As much as the bids covered all corners of the globe, so different were the final presentations, with England's bid standing out with a mix of princely and soccer royalty, from Prince William to David Beckham.

"I know that we can deliver extraordinary public occasions and celebrations," Prince William said.

"I certainly hope so as I'm planning quite a big one myself next year," he said, referring to his upcoming marriage to Kate Middleton.

England, which hosted the World Cup in 1966, has said it will match FIFA's $120 million annual investment in grass roots soccer around the world each year by 2018.

William told the 22 executive committee members who will vote later Thursday that "it's not just about us ... England is committed to developing football internationally as a member of your football family."

Beckham added that England would "create a better future for our grandchildren and many millions more."
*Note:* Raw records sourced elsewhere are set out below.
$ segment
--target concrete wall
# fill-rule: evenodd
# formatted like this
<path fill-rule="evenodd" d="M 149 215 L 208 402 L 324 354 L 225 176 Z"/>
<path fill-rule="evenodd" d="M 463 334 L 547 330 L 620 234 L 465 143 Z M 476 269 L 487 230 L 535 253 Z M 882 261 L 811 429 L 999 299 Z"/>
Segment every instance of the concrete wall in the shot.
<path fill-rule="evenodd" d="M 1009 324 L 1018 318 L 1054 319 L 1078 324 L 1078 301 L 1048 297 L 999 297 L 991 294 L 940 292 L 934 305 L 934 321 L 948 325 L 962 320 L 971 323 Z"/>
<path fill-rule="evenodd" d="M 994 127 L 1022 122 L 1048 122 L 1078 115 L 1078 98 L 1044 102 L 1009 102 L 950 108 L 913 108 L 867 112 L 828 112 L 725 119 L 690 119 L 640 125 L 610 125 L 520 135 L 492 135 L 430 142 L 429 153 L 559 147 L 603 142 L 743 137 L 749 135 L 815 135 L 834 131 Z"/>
England's final presentation was only a concluding half hour following years of intense lobbying. Spain-Portugal indirectly targeted England when it highlighted the corruption allegations against FIFA officials that surfaced in the British media over the past month.

"FIFA is a clean institution. FIFA works honestly," bid president Angel Maria Villar said. "You are all honest, hardworking people."

Spain-Portugal's presentation ran well over time and often seemed awkward. Although the bid has kept a near invisible profile, centering on behind-the-scenes lobbying only, it still kept Spain-Portugal as England's main challenger.

Meeting a key demand of FIFA, the leaders of Belgium and the Netherlands gave guarantees of full cooperation if their joint bid wins. Dutch Prime Minister Mark Rutte said that the two governments "can fulfill all of FIFA's needs and at the same time host a wonderful tournament."

In a FIFA assessment of the bid two weeks ago, the organization complained that the necessary government support was still lacking. As an underdog with little to lose, the Belgium-Netherlands presentation was far from conventional.

It mixed footage of old interviews with updated voice-overs -- a quirky trick making it seem that the joint bid has been destined to win since Johan Cruyff's heyday as a player in the 1970s.

Though Putin declined to deliver Russia's plea in person, bid officials said FIFA could help Russia achieve its modernizing mission more quickly.

"Bidding for the World Cup will help Russia to overcome its tragic past, all the difficulties of the 20th century," Deputy Prime Minister Igor Shuvalov said.

Shuvalov was fielded as a late substitute 24 hours after Putin decided to stay at home, despite long being heralded as "team captain" of the campaign.

After arriving in Zurich strongly favored to win, Russian bid officials spent Wednesday denying suggestions that Putin's absence revealed fading confidence.

England's final presentation came just hours after seven people were arrested as a result of crowd violence at the end of a League Cup quarterfinal on Wednesday.

But sports secretary Jeremy Hunt, in Zurich, said FIFA should look at the "bigger picture" of England's success in largely eradicating the crowd violence that marred the game in the 1980s.

"The English game has made more progress than anywhere in the world in dealing with hooliganism and stamping out racism," Hunt said.

Information from The Associated Press was used in this report.